U.S. delivers too many preemies. California does too

If California were a country, it would tie with Fiji for the percentage of babies born too early. In 2010, nearly 10 babies out of every 100 were born before 37 weeks of gestation. If placed on the global list, California would rank 88th -- behind Uzbekistan, Vietnam, Rwanda and Tunisia.

But California, the hypothetical country, is doing much better in reducing preterm births than the United States as a whole. 

In a report published today, The March of Dimes and other organizations give the U.S. bad marks for its high rate of babies born before 37 weeks gestation. The U.S. placed 131st out of 184 countries; twelve of every 100 babies born in the U.S. were born early in 2010. We’re the worst of the G8 countries and barely better than Nigeria.

Why does this matter? An early arrival makes infants more susceptible to a slew of medical issues, including feeding problems, lung problems, infection, brain impairments and even death.

And, treating premature babies is expensive. Preterm births in the U.S. cost about $51,500 per premature infant.

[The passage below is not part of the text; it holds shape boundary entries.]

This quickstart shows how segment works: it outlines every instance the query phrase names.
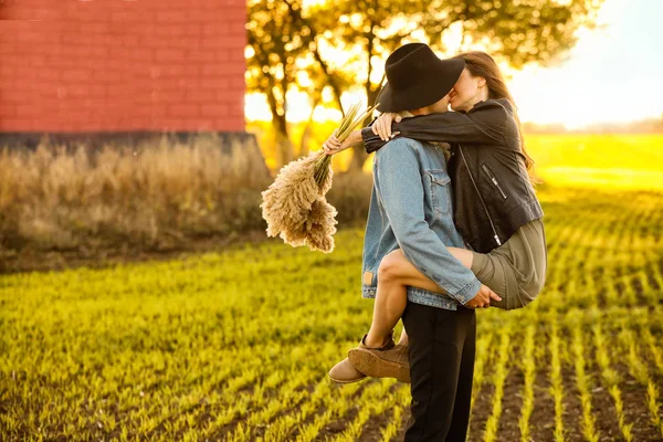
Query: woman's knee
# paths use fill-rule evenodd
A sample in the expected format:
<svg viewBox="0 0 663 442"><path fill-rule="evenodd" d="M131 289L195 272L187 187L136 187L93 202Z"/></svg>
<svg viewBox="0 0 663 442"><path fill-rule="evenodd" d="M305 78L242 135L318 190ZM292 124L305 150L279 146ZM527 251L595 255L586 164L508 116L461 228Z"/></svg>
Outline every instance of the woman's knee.
<svg viewBox="0 0 663 442"><path fill-rule="evenodd" d="M400 267L402 260L404 260L403 252L397 249L382 257L380 266L378 267L378 280L379 281L393 281L398 280L401 275Z"/></svg>

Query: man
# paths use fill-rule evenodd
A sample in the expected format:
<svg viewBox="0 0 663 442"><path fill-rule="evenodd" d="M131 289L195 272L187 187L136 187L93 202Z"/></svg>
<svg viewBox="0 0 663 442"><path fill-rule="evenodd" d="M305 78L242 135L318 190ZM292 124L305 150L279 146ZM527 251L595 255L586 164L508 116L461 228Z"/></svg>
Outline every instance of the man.
<svg viewBox="0 0 663 442"><path fill-rule="evenodd" d="M463 60L440 60L422 43L399 48L387 60L388 84L377 99L378 110L446 112L449 92L463 67ZM333 149L326 144L325 150ZM406 441L465 440L476 330L475 312L466 306L490 301L490 290L446 250L446 245L465 248L453 224L449 182L444 154L433 145L397 138L376 152L362 296L376 296L380 261L399 248L449 294L408 287L402 320L409 335L412 419ZM398 360L402 348L389 340L375 349L392 351ZM329 377L349 382L365 376L345 359Z"/></svg>

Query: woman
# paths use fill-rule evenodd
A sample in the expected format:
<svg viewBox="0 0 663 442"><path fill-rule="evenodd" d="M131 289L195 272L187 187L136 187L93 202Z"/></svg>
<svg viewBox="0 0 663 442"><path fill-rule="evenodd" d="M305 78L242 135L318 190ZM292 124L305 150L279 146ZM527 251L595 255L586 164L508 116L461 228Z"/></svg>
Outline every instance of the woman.
<svg viewBox="0 0 663 442"><path fill-rule="evenodd" d="M343 144L332 136L324 148L332 155L364 141L371 152L396 135L451 143L448 167L454 194L454 224L473 250L449 250L502 297L493 302L494 306L522 308L541 291L547 270L543 210L529 178L533 160L525 151L514 101L493 57L484 52L455 57L465 61L450 93L450 106L456 112L402 120L396 114L383 114L372 127L355 130ZM393 134L392 122L397 123ZM359 347L348 354L359 373L339 381L362 379L361 373L409 381L403 352L391 351L389 355L399 355L392 357L380 350L390 341L406 308L407 286L444 293L401 250L385 256L370 330ZM399 345L407 346L406 332Z"/></svg>

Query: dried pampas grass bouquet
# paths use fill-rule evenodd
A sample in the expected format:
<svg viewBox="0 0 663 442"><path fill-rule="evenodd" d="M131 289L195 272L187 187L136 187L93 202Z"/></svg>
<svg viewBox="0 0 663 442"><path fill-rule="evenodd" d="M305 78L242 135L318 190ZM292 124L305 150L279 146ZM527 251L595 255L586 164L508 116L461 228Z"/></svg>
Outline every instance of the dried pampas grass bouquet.
<svg viewBox="0 0 663 442"><path fill-rule="evenodd" d="M360 113L354 104L340 122L336 137L344 141L357 125L372 113ZM336 208L325 194L332 188L332 156L315 151L285 165L274 182L262 192L262 217L267 222L267 236L281 236L292 246L308 245L311 250L329 253L334 250Z"/></svg>

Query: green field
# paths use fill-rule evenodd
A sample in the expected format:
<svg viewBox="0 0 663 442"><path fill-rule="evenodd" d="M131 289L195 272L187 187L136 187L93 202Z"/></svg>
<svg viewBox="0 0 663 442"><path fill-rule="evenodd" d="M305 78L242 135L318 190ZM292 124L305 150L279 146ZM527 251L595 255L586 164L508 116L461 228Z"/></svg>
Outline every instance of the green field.
<svg viewBox="0 0 663 442"><path fill-rule="evenodd" d="M530 138L548 277L477 312L470 441L663 440L661 140ZM0 275L0 440L400 440L409 385L326 377L370 324L362 236Z"/></svg>
<svg viewBox="0 0 663 442"><path fill-rule="evenodd" d="M663 194L539 194L548 281L477 312L470 440L660 441ZM2 276L0 439L396 440L408 385L326 378L370 323L361 241Z"/></svg>

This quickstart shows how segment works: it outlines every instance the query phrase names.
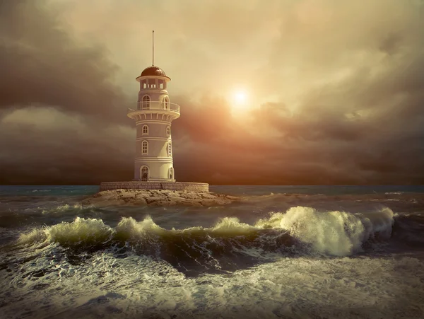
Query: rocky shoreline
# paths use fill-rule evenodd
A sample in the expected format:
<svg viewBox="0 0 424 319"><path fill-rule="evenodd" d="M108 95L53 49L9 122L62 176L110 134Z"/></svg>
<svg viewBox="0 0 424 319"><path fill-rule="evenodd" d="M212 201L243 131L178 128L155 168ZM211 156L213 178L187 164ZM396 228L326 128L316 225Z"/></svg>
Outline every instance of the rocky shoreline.
<svg viewBox="0 0 424 319"><path fill-rule="evenodd" d="M114 190L99 192L82 201L83 205L123 206L223 206L241 200L240 197L211 192L168 190Z"/></svg>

A lot of those babies are born in California. Of the approximately four million babies born in the US every year, 550,000 of them, more than one-eighth of all new American-born children, pop out in California. 

“We have more births in California typically than France, Italy and Spain,” said Dr. James Byrne, State Program Services Committee Chair for March of Dimes in California. More than 54,000 of those births are premature. 

In the U.S., preterm births are increasing for many reasons: Women are having more scheduled C-sections and inductions before the baby is ready. Chronic diseases such as hypertension and obesity can lead to pregnancy complications, as can smoking and drug abuse. And, Byrne says, some women, particularly low-income women, don't have access to adequate prenatal care that could help prevent or postpone a preterm birth.

Getting the right intervention at the right time could dramatically reduce prematurity rates and improve outcomes for babies born early, says Dr. Byrne. For example, administering steroids to a mom who goes into labor early can help the baby’s lungs develop better so he can breathe more easily at birth.

“A preterm child that has received antenatal steroids has half the rate of death compared to one who didn’t get it, far fewer complications, infections, brain bleeding...” Byrne says. “This is such an opportunity for improvement that’s not being used frequently enough.”

Babies are typically born between 37 and 42 weeks of gestation, with the official “due date” usually falling 40 weeks after conception. There’s a big national push now to encourage docs and moms to wait until at least 39 weeks before scheduling childbirth. There’s also a move to redefine “term” pregnancy so decisions aren’t made to bring a baby into the world before he or she is ready.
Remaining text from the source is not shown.